PDF(Pubmed)
Abstract:
Neuronal surface antibody syndromes (NSAS) encompass a growing set of autoimmune neurological disorders, with their predominant clinical presentation being autoimmune encephalitis (AE). The most extensively documented form within NSAS is anti-N-methyl-D-aspartate receptor (NMDAR) autoimmunity. In contrast, other NSAS, such as anti-metabotropic glutamate receptor-5 (mGluR5) autoimmunity, are less common and less comprehensively characterized, particularly in pediatric cases.
In this instance, we present the case of a 7-year-old girl who exhibited abnormal behaviors following hematopoietic stem cell transplantation (HSCT). She received a diagnosis of anti-mGluR5 AE, and her Electroencephalogram (EEG) displayed an increased number of generalized slow waves during wakefulness. Treatment involved intravenous administration of gamma globulin and methylprednisolone, followed by oral prednisone tablets. Levetiracetam was introduced as an antiepileptic therapy during the pulse steroid therapy. Notably, the abnormal behaviors exhibited significant improvement after treatment.

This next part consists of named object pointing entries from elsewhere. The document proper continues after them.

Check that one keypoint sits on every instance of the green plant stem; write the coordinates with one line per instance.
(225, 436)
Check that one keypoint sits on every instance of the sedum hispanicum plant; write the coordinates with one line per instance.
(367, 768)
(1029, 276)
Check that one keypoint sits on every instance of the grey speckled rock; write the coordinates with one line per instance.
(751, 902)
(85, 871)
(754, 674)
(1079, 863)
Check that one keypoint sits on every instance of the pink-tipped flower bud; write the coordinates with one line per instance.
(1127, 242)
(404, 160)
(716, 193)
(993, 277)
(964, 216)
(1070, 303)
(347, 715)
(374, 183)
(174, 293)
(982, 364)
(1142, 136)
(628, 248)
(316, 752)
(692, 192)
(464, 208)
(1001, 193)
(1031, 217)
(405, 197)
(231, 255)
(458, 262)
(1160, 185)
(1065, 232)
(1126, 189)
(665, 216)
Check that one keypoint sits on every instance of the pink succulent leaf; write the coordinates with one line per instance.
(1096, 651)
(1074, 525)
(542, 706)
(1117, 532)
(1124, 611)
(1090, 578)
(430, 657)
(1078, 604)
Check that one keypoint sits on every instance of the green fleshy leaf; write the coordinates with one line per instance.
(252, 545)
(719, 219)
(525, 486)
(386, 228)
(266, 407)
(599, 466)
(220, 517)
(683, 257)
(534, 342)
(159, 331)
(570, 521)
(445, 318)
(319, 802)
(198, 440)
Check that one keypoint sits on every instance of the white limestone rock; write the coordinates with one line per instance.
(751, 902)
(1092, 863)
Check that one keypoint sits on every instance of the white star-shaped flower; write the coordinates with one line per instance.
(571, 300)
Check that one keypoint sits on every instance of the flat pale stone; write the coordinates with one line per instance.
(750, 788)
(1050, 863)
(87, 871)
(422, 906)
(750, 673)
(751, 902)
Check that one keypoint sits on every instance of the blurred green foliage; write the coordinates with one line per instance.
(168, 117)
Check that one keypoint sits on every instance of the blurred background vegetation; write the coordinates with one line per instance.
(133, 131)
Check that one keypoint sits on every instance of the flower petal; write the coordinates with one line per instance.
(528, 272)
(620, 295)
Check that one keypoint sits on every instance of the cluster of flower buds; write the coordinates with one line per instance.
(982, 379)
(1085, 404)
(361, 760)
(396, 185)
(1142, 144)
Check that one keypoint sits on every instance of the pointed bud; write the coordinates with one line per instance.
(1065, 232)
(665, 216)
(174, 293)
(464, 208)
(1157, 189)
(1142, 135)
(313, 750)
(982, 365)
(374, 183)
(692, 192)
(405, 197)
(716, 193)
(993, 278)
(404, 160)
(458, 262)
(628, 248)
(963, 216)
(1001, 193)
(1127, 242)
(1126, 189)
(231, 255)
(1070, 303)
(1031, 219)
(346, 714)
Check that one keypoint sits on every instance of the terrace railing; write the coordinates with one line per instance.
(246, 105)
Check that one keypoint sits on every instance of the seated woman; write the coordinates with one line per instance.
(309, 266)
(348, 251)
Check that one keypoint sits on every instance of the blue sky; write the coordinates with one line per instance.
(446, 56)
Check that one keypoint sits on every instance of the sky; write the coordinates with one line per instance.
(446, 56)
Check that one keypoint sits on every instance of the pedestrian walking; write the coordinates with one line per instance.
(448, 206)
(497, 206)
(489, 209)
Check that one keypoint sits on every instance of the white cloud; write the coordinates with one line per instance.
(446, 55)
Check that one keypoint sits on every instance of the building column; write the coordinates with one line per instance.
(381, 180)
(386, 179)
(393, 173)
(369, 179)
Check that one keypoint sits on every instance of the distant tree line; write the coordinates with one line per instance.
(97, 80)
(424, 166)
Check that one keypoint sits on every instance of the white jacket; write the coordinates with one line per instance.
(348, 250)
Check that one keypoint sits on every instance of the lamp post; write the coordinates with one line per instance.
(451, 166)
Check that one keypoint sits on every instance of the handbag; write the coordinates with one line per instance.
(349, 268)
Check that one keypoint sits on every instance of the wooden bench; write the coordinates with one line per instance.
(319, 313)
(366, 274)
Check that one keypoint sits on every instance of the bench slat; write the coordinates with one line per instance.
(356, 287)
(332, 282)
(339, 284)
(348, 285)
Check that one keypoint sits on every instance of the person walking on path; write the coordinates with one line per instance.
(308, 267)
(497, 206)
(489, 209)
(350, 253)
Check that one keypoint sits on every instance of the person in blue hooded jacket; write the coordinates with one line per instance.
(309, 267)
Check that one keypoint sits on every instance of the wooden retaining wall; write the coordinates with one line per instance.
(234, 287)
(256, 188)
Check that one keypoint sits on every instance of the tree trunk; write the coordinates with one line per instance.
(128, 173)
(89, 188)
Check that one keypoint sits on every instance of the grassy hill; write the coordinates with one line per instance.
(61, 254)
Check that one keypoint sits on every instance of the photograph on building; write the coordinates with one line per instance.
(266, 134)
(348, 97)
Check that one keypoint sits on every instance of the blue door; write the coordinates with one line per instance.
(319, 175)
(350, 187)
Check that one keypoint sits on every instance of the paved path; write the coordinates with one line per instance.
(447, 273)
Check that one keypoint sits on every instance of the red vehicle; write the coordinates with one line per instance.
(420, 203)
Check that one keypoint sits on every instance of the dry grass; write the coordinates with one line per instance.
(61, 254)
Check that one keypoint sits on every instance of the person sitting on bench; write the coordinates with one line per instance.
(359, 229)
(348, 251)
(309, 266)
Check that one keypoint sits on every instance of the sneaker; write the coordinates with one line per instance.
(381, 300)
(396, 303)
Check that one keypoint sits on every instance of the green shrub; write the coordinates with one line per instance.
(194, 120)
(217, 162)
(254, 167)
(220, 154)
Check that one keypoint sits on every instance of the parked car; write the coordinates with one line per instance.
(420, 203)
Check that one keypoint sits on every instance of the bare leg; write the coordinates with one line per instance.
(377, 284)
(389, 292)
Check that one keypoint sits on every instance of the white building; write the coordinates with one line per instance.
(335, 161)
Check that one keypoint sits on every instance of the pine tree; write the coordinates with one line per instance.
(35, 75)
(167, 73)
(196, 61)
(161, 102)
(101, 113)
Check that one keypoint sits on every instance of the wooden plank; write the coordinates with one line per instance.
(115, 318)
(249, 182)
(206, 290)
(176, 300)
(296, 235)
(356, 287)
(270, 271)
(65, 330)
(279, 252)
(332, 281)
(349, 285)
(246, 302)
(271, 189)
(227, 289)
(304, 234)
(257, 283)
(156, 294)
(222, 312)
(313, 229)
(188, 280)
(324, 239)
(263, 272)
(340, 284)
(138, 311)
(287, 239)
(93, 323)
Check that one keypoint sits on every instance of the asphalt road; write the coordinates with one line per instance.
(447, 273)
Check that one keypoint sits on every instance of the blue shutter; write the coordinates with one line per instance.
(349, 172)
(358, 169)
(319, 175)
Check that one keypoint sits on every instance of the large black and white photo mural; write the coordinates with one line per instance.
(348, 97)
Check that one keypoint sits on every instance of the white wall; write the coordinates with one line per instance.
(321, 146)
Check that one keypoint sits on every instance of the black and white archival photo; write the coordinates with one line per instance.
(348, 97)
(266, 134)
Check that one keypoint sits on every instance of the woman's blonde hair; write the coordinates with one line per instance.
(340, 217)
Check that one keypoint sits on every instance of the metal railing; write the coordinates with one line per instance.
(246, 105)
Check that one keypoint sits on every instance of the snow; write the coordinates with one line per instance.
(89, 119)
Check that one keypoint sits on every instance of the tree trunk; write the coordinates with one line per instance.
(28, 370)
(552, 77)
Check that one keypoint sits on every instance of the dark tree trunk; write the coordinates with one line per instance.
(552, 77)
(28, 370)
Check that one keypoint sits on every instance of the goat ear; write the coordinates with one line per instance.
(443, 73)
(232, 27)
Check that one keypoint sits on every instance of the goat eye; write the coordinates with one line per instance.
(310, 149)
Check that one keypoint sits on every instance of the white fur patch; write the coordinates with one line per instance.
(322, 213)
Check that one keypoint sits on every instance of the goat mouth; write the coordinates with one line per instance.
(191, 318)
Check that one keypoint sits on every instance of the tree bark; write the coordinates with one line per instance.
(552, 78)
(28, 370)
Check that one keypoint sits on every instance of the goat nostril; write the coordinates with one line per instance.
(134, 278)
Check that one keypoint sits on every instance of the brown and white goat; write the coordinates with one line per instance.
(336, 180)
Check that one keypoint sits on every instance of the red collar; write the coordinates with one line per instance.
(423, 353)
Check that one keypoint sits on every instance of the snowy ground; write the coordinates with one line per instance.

To the best of our knowledge, this is the first report of rare pediatric NSAS involving anti-mGluR5 AE following HSCT. Enhancing our understanding and characterization of this condition may facilitate its recognition and treatment in children. Serum antibody testing could enable early identification and treatment of anti-mGluR5 AE.

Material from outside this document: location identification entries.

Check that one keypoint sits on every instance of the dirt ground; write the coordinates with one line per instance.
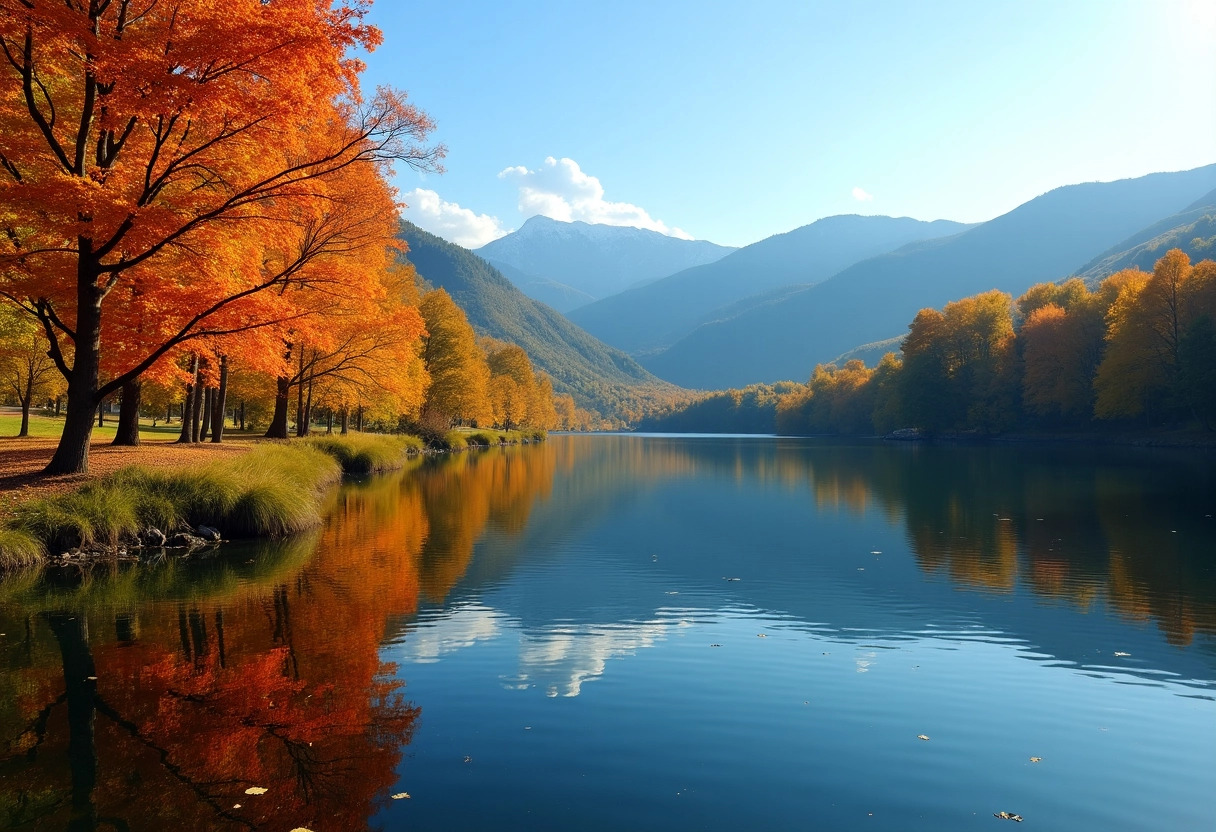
(22, 461)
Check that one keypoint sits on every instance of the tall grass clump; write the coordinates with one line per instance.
(269, 492)
(362, 454)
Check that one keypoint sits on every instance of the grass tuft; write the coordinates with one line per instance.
(20, 549)
(364, 454)
(274, 489)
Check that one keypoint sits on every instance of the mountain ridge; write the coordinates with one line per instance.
(1045, 239)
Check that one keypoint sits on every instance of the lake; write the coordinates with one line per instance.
(648, 633)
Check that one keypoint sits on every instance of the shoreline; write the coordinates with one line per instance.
(161, 496)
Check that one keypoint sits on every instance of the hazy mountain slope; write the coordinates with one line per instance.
(871, 353)
(597, 375)
(1045, 239)
(561, 297)
(597, 259)
(1192, 230)
(663, 312)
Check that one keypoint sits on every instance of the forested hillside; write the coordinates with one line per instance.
(1046, 239)
(1138, 350)
(660, 313)
(600, 377)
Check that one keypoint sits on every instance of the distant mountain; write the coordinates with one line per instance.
(596, 259)
(1192, 230)
(600, 377)
(660, 313)
(561, 297)
(1046, 239)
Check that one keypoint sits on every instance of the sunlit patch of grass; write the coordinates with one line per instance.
(20, 549)
(271, 490)
(361, 454)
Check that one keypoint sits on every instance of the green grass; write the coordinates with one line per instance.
(365, 453)
(50, 427)
(272, 490)
(18, 549)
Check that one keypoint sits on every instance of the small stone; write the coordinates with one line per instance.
(208, 533)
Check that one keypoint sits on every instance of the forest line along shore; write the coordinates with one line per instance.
(141, 498)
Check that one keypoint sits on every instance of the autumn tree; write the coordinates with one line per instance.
(1142, 372)
(454, 361)
(1062, 339)
(141, 139)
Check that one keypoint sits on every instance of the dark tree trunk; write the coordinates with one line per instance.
(196, 406)
(129, 415)
(206, 427)
(220, 403)
(189, 403)
(24, 405)
(299, 398)
(277, 428)
(80, 681)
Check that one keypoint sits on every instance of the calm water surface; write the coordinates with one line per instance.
(628, 633)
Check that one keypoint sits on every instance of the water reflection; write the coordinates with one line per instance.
(152, 698)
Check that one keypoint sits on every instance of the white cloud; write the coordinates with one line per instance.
(562, 191)
(449, 220)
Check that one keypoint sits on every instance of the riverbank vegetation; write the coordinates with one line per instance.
(1137, 352)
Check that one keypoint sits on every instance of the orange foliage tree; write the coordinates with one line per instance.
(151, 156)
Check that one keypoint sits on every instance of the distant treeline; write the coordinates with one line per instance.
(1140, 349)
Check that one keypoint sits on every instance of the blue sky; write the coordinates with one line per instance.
(732, 122)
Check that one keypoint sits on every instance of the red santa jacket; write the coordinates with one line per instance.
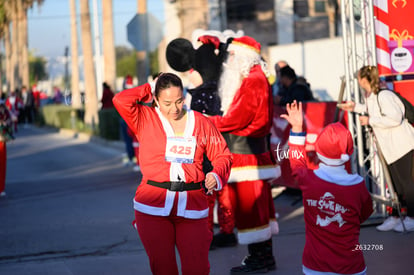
(152, 130)
(335, 204)
(250, 115)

In this instance, we present the case of a 7-year-old girl who exhibited abnormal behaviors following hematopoietic stem cell transplantation (HSCT). She received a diagnosis of anti-mGluR5 AE, and her Electroencephalogram (EEG) displayed an increased number of generalized slow waves during wakefulness. Treatment involved intravenous administration of gamma globulin and methylprednisolone, followed by oral prednisone tablets. Levetiracetam was introduced as an antiepileptic therapy during the pulse steroid therapy. Notably, the abnormal behaviors exhibited significant improvement after treatment.

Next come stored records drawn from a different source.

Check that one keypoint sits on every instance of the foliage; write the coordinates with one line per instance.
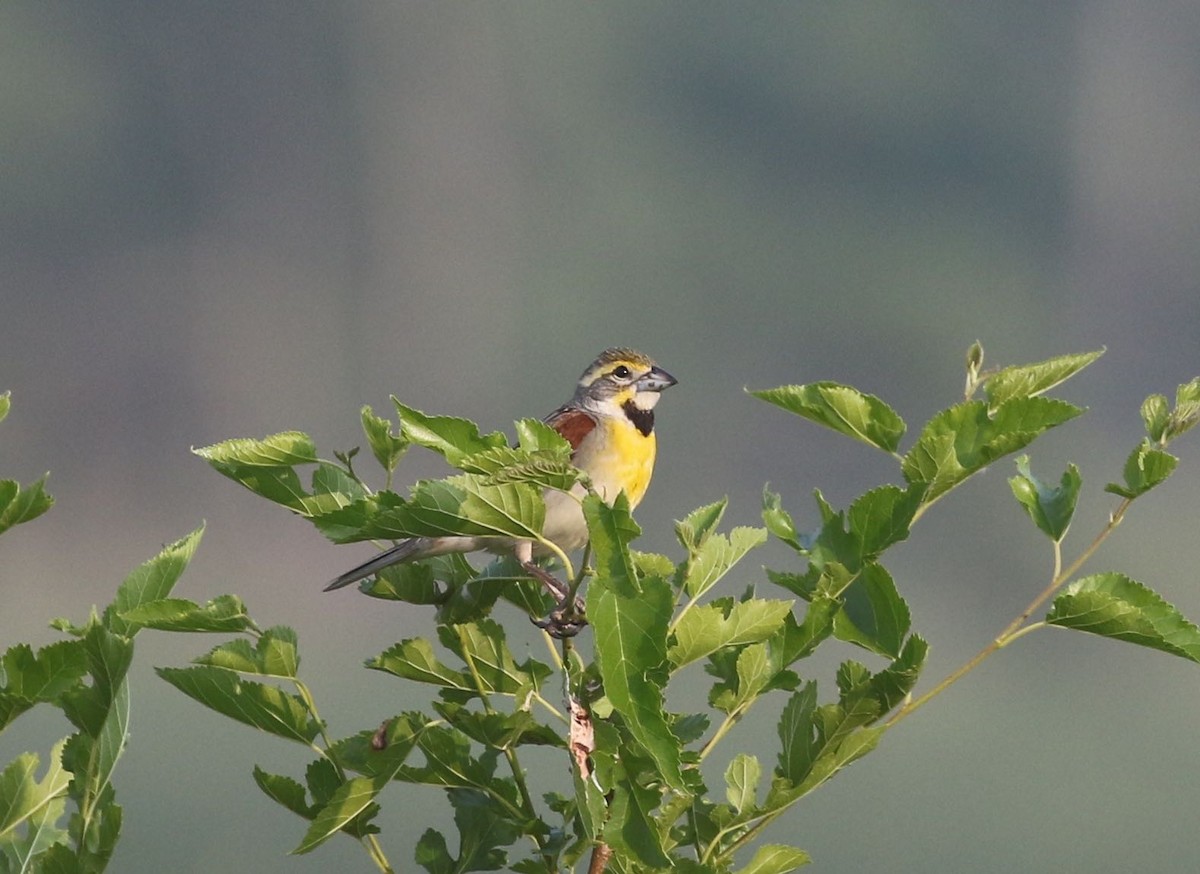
(645, 794)
(84, 676)
(643, 797)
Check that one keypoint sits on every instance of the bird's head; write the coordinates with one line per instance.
(619, 377)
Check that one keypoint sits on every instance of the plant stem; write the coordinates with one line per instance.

To the best of our knowledge, this is the first report of rare pediatric NSAS involving anti-mGluR5 AE following HSCT. Enhancing our understanding and characterization of this condition may facilitate its recognition and treatment in children. Serum antibody testing could enable early identification and treatment of anti-mGluR5 AE.
摘要:
■神经元表面抗体综合征(NSAS)包括越来越多的自身免疫性神经系统疾病,其主要临床表现为自身免疫性脑炎(AE)。NSAS中记录最广泛的形式是抗N-甲基-D-天冬氨酸受体(NMDAR)自身免疫。相比之下,其他NSAS,如抗代谢型谷氨酸受体-5(mGluR5)自身免疫,不太常见,特征不全面,特别是在儿科病例中。
■在这种情况下,我们介绍了一例7岁女孩在造血干细胞移植(HSCT)后表现出异常行为的病例.她接受了抗mGluR5AE的诊断,她的脑电图(EEG)在觉醒期间显示出更多的广义慢波。治疗包括静脉注射丙种球蛋白和甲基强的松龙,其次是口服泼尼松片。左乙拉西坦被引入作为脉冲类固醇治疗期间的抗癫痫治疗。值得注意的是,治疗后异常行为明显改善。
■据我们所知,这是首次报道HSCT后涉及抗mGluR5AE的罕见儿科NSAS.增强我们对这种情况的理解和表征可能会促进其在儿童中的识别和治疗。血清抗体检测可以早期识别和治疗抗mGluR5AE。
■在这种情况下,我们介绍了一例7岁女孩在造血干细胞移植(HSCT)后表现出异常行为的病例.她接受了抗mGluR5AE的诊断,她的脑电图(EEG)在觉醒期间显示出更多的广义慢波。治疗包括静脉注射丙种球蛋白和甲基强的松龙,其次是口服泼尼松片。左乙拉西坦被引入作为脉冲类固醇治疗期间的抗癫痫治疗。值得注意的是,治疗后异常行为明显改善。
■据我们所知,这是首次报道HSCT后涉及抗mGluR5AE的罕见儿科NSAS.增强我们对这种情况的理解和表征可能会促进其在儿童中的识别和治疗。血清抗体检测可以早期识别和治疗抗mGluR5AE。